Nemes is a pupil of Béla Tarr and like Tarr uses long takes, though no scene lasts long. They're shot in richly textured handheld 35mm color in Academy ratio, the square format the better to focus on the head of Saul, with everything around him often distant or blurred. To fill in detail of the unseen periphery there is a terrifying, often mysterious but still realistic sound track, which took five months of editing to produce.

Son of Saul has the kind of spectacular opening sequence that can overwhelm a picture. It depicts one full iteration of the chaotic but relentless process from arrival of a group of prisoners to their extermination to when the same Sonderkommandos (including Saul, always in the foreground) who have herded the prisoners to their deaths and dragged out the "pieces" to be cremated, scrub the gas chamber floor. (Later we see great piles of ashes being shoveled into the river).

The glimpses we get of the boy's body show him to have been beautiful and healthy. Saul notices him because, almost uniquely, he has been found still alive after the gassing, gasping for breath. In the distance Saul sees the "doctor" go and finish off the boy.

This opening is the last thing that's clearly sequential and organized. From then Saul seems to be wandering around on his own. Though they still were executed like the others, after about four months, the Sonderkommandos were given special treatment. They were fed and housed separately. They could move freely among units of the camp. Thus Auschwitz from the Soderkommando point of view is more frangible than we might expect. And also more confusing and chaotic. The prisoners speak among themselves in a koiné of primitive Yiddish so they could understand each other whether Hungarian, Polish, German, etc. The dialogue is laconic, monosyllabic. This too is confusing.

So, Hell barely seems organized, though the killing machine that is the camp's purpose moves on relentlessly. Nemes maintains the intensity, even if the chaos becomes overwhelming. He includes key details from his research, such as the use of flamethrowers and open fires to execute and cremate prisoners when the crematoria became overloaded with incoming victims. This we see in the distance, like the stacked naked bodies, and other horrors. Always there are shots, screams, and shouts of abuse in the air.

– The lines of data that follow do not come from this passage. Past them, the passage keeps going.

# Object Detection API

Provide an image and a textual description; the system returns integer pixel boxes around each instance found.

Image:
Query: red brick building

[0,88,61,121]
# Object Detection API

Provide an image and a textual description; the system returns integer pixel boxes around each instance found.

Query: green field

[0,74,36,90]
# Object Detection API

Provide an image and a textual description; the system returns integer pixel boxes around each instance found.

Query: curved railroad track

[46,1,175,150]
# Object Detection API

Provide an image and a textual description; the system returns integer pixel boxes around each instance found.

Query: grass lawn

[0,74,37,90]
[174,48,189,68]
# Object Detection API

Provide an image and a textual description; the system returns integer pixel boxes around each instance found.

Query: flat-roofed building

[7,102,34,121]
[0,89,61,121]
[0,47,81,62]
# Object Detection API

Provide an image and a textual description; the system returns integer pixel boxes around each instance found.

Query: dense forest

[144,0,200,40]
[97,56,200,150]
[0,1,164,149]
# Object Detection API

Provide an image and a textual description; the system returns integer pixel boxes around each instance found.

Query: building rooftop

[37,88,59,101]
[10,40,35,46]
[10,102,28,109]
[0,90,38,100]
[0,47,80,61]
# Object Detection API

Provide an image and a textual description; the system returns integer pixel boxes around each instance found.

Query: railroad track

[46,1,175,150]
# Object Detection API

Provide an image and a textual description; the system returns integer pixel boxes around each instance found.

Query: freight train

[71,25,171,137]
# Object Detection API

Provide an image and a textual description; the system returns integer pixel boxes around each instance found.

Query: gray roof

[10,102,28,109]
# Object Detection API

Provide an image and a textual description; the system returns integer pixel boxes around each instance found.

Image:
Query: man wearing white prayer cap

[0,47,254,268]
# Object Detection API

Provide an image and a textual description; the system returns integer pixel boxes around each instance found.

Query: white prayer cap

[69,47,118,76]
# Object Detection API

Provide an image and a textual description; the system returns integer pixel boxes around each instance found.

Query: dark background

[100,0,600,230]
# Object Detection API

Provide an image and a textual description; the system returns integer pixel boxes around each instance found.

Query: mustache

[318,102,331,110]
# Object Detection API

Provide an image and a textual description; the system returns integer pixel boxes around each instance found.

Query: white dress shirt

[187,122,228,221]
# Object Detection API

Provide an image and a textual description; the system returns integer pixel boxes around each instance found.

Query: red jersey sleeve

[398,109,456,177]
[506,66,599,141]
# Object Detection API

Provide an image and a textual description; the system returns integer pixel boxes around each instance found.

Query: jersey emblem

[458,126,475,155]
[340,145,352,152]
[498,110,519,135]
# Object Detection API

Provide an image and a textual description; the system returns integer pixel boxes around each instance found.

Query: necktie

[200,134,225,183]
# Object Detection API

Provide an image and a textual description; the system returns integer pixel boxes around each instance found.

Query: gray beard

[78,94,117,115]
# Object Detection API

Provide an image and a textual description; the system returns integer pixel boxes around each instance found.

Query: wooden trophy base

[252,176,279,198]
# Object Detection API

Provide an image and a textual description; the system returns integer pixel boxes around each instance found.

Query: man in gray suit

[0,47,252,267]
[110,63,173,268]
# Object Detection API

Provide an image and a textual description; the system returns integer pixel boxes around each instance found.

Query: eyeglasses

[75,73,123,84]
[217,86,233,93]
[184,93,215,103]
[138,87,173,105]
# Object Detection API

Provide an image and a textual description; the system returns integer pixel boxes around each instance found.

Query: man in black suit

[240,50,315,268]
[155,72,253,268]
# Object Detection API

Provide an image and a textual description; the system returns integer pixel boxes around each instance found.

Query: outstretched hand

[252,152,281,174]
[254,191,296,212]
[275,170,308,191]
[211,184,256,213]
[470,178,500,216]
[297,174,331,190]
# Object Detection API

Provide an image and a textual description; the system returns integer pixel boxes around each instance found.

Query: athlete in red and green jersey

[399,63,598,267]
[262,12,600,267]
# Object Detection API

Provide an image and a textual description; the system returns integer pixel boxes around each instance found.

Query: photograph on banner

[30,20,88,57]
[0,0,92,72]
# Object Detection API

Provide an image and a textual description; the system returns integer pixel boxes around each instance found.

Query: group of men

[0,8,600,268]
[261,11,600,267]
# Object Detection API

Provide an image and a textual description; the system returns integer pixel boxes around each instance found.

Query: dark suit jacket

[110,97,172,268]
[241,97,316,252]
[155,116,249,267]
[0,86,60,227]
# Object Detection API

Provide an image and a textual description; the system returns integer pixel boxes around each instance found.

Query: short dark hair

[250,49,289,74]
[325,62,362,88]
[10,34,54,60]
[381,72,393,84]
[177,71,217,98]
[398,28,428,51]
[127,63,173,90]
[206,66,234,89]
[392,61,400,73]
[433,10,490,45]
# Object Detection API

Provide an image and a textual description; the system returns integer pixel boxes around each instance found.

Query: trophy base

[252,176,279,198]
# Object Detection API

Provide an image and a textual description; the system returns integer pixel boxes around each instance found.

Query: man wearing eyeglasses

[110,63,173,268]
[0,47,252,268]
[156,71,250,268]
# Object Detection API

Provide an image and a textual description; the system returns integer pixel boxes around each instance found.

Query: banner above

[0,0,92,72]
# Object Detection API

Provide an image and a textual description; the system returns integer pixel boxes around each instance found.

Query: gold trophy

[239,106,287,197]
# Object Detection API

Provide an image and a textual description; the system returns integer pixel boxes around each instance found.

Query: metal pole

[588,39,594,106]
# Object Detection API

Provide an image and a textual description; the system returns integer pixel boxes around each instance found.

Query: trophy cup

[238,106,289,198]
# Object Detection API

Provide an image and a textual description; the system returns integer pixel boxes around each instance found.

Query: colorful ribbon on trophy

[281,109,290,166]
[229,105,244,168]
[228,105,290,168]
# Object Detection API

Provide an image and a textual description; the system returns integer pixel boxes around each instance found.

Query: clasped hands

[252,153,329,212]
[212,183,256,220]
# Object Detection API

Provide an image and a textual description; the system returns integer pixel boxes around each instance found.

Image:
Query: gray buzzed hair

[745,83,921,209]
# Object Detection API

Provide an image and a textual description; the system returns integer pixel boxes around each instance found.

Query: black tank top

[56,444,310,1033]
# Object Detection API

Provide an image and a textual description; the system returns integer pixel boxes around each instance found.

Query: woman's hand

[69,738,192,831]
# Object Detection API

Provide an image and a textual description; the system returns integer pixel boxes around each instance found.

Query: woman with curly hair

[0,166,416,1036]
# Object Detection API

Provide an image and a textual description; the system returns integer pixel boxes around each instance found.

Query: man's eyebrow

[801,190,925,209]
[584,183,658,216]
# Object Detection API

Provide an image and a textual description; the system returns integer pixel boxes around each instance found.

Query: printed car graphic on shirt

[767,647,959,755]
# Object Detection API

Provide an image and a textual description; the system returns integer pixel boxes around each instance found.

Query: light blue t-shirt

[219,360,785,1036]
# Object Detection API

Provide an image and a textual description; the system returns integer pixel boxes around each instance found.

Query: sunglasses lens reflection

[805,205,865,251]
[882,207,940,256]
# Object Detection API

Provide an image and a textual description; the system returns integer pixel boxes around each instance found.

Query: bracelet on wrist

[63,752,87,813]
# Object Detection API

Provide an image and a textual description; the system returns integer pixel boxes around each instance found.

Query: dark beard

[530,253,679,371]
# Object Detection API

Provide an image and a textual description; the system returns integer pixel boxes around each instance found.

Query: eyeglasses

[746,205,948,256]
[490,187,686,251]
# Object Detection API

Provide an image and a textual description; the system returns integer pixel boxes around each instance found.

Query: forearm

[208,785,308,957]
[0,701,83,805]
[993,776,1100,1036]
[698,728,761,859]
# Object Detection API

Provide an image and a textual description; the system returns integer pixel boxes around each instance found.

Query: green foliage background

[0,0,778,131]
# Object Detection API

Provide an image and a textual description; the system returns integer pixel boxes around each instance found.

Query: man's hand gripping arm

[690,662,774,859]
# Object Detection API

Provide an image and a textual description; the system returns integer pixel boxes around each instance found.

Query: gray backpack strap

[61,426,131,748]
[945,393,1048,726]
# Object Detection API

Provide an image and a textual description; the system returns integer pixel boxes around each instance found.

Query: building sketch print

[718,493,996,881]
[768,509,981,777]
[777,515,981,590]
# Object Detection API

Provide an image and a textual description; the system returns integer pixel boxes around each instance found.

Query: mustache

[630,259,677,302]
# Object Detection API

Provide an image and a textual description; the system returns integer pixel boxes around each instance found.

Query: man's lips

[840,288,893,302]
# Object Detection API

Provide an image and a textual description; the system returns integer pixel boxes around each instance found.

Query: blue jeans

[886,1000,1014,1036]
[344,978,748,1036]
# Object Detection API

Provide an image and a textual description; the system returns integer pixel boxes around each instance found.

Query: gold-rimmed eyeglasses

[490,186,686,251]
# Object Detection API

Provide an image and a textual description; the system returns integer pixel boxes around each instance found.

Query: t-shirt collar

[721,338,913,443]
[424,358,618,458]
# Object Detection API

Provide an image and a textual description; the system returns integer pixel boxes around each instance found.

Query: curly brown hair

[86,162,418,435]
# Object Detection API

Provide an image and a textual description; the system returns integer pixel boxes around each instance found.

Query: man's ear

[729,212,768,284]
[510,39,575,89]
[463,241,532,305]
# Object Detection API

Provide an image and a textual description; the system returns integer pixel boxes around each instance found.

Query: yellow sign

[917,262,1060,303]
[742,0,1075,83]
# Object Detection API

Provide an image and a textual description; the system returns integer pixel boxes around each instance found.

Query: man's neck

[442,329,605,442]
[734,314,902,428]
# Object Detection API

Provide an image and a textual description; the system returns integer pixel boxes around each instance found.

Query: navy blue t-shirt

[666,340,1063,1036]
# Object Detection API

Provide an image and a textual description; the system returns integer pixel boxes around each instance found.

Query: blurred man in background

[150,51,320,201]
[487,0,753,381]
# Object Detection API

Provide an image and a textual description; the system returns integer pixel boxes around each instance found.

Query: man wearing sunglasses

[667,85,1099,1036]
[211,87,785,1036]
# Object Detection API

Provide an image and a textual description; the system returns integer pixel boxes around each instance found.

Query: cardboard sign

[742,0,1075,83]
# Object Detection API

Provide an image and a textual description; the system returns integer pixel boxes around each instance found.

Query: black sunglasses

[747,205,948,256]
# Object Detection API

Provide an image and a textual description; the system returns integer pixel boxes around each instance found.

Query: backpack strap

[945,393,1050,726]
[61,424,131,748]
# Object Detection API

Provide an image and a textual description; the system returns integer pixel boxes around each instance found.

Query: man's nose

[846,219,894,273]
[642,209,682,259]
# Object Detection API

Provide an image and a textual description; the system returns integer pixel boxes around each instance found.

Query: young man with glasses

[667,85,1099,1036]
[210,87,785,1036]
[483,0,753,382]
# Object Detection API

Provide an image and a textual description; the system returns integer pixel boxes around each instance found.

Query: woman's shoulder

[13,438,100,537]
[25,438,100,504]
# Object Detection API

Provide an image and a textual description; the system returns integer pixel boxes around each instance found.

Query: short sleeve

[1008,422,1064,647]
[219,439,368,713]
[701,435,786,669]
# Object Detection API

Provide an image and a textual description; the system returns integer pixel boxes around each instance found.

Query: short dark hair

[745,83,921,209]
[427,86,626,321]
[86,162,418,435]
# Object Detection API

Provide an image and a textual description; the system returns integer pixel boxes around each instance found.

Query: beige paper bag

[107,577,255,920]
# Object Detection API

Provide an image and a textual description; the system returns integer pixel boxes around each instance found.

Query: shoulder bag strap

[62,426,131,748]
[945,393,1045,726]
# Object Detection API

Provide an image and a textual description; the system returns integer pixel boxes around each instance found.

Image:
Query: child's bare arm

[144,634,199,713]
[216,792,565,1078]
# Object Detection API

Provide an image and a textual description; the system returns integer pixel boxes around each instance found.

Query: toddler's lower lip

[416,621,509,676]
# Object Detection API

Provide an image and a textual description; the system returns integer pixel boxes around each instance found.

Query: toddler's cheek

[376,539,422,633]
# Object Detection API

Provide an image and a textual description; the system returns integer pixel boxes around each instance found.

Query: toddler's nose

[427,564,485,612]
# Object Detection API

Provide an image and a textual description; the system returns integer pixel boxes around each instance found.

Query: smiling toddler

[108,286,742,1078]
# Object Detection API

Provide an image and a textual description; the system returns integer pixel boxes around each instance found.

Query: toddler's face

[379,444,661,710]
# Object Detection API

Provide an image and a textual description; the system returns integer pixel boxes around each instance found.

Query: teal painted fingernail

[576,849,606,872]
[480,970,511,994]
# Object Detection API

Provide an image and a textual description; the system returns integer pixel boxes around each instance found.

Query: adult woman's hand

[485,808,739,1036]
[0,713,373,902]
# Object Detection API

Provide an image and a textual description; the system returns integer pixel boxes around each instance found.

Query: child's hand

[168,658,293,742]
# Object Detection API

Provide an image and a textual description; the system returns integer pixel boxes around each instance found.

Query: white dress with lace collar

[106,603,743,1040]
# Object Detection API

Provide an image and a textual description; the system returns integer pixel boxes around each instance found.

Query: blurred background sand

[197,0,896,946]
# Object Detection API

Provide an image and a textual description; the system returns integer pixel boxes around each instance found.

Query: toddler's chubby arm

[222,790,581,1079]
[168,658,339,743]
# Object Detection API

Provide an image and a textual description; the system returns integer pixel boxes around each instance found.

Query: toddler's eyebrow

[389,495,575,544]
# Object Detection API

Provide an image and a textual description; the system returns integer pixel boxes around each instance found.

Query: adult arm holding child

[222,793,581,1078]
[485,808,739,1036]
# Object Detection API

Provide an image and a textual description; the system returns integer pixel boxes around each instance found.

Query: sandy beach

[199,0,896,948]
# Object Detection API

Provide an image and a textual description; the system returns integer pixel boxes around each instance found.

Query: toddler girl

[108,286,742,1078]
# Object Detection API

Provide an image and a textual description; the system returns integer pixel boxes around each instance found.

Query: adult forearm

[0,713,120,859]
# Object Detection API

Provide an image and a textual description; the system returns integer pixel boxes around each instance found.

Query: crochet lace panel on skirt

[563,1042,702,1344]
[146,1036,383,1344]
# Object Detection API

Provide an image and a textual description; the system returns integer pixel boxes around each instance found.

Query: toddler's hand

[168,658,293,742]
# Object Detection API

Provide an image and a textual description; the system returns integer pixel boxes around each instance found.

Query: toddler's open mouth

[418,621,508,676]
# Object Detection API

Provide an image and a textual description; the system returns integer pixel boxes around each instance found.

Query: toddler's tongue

Saul's frantic, obsessive quest to give the boy a proper burial is also, of course, an effort to save his own soul in a world God seems to have abandoned. Though Saul and the other Sonderkommandos, he knows, are dead, he seeks moral survival. The artificiality of this certainly is no worse than the jarringly lighthearted treatment of death camps in Benigni's Life Is Beautiful. But in time I began to find the chaos disorienting, Saul's mission to respect one corpse a little hard to care abut when more important things, like the deaths of thousands, were happening around him. Mike D'Angelo made a similar observation. Nonetheless Nemes has made a "terrifyingly accomplished" film and "a masterful exercise in narrative deprivation and sensory overload," as Justin Chang wrote in his admiring and detailed Variety review. The Cannes jury clearly also thought so. Also true what Boyd van Hoeij said in Hollywood Reporter, that this is "a powerful aural and visual experience that doesn’t quite manage to sustain itself over the course of its running time, but is a remarkable — and remarkably intense — experience nonetheless." At the New York Film Festival press and industry screening Q&A, Géza Röhrig, the star, who identifies more as a poet than as an actor, was as articulate in his answers as the filmmaker, if not more so. Nemes consciously eschewed prettiness, unlike Koltai whose 2005 Fateless sought it.

Son of Saul/Saul fia, 107 mins., co-written by László Nemes and Clara Royer, debuted at Cannes in Competition in May 2015 and won the Grand Prix. Screened for this review as part of "Film Comment Selects" presented as a Special Event sidebar of the New York Film Festival. Included in a dozen festivals, with theatrical release in France (to raves, AlloCiné press rating 4.2) 4 Nov. 2015; US 18 Dec. A Sony Pictures Classics release. Metacritic rating 87%. (Later 91%.)